It’s a plot line made for the big screen: brash, successful startup launches a new internship program – for seniors. One is assigned to the young CEO, and there are plenty of chuckles as the seasoned professional – played by Robert De Niro – shows he hasn’t lost his wit or ingenuity. Or his business smarts. Predictably, the young CEO (Anne Hathaway) benefits from his sage advice.
Sure, it’s a movie, and a reasonably successful one. But it could just as easily be real life.
Lack of experience is often listed as a reason that so many startups fail – and 90% of them do fail. In younger startups, more than half of employees are under 45 on average, and more than half of this group are 34 or younger.
As a result, success is significantly harder for these startups to achieve. Younger founders often find it more difficult to raise capital. They may unwittingly make the wrong decisions about spending, growth and hiring. And their inexperience prevents them from recognizing warning signs early – when they still have time to change course.

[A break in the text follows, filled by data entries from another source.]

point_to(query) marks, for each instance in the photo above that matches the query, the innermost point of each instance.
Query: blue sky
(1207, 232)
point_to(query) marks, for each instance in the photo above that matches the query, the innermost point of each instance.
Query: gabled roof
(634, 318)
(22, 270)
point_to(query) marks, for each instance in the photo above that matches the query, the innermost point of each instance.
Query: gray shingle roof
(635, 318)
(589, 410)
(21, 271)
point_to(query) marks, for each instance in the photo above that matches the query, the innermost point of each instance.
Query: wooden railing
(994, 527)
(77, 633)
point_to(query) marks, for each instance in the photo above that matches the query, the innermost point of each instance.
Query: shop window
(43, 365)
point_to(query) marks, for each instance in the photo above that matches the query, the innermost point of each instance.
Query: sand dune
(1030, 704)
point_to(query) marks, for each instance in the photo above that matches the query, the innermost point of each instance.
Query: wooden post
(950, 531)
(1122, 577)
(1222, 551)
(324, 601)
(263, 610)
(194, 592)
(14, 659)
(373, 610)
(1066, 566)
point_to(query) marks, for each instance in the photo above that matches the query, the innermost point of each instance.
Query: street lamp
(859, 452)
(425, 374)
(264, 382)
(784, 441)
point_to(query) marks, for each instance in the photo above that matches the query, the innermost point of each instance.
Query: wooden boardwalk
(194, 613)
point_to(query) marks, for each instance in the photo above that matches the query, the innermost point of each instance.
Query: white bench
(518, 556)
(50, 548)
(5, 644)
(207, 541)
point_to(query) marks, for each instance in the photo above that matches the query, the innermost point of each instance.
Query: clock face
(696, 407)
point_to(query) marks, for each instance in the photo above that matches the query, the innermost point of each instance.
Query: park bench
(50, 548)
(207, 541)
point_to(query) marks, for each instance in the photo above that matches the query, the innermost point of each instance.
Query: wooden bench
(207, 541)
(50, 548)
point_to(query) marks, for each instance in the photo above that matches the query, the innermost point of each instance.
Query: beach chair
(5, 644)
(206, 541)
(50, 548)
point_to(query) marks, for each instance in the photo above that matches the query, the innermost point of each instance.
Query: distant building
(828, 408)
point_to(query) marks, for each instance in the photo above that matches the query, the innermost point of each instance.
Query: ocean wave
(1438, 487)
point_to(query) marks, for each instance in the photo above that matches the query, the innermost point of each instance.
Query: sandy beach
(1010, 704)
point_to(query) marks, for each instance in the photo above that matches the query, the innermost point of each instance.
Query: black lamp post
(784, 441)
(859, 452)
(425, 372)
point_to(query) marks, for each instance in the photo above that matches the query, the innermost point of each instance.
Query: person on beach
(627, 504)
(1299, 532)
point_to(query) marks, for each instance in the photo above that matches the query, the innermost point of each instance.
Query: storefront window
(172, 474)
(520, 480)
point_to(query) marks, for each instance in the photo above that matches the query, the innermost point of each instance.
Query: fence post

But a startup’s prospects change if an experienced executive comes on board. This is not a new idea, of course. Many of the world’s most successful companies accelerated growth after their young founders hired CEOs – specifically for their business expertise.
But today’s startups can benefit from a new option: the thousands of former executives and management consultants who are available for projects and interim assignments. This approach offers several advantages.
- These professionals have decades of experience across many industries and job functions.
- They’ve dealt with virtually any kind of business challenge – from creating new markets and distribution channels to structuring strategic partnerships and restructuring management teams.
- Talent on demand can help startups meet current or future needs. Executives can cover temporary leadership gaps or be hired for specific projects.
- Lean startups will reap great value by gaining expert help at a lower cost than a permanent hire.
- When threats or opportunities emerge, a consultant with relevant experience can deployed rapidly – with no training required.
But perhaps the biggest advantage is the ability to tap exactly the type of business expertise you need, when you need it. You can use talent on demand to close knowledge gaps in your riskiest areas.
For example, according to CB Insights, the top reasons founders give for why their startups failed include: building products no one wants; running out of cash; having the wrong team in place; competition; and pricing.
Yet each of these issues could be resolved by engaging the right expert. For example, an experienced marketing executive could help a startup develop a strategy for product, pricing and promotion that’s grounded in reality. Likewise, a former management consultant could recommend an organizational structure that propels rather than impedes growth.
This kind of flexibility and expertise at an affordable cost makes talent on demand a powerful option for founders.
So, yes, it’s quite possible that Robert De Niro could help your startup – although talent on demand is more likely to be available. For a lean startup on the verge of taking off, engaging expert talent could be a smart move.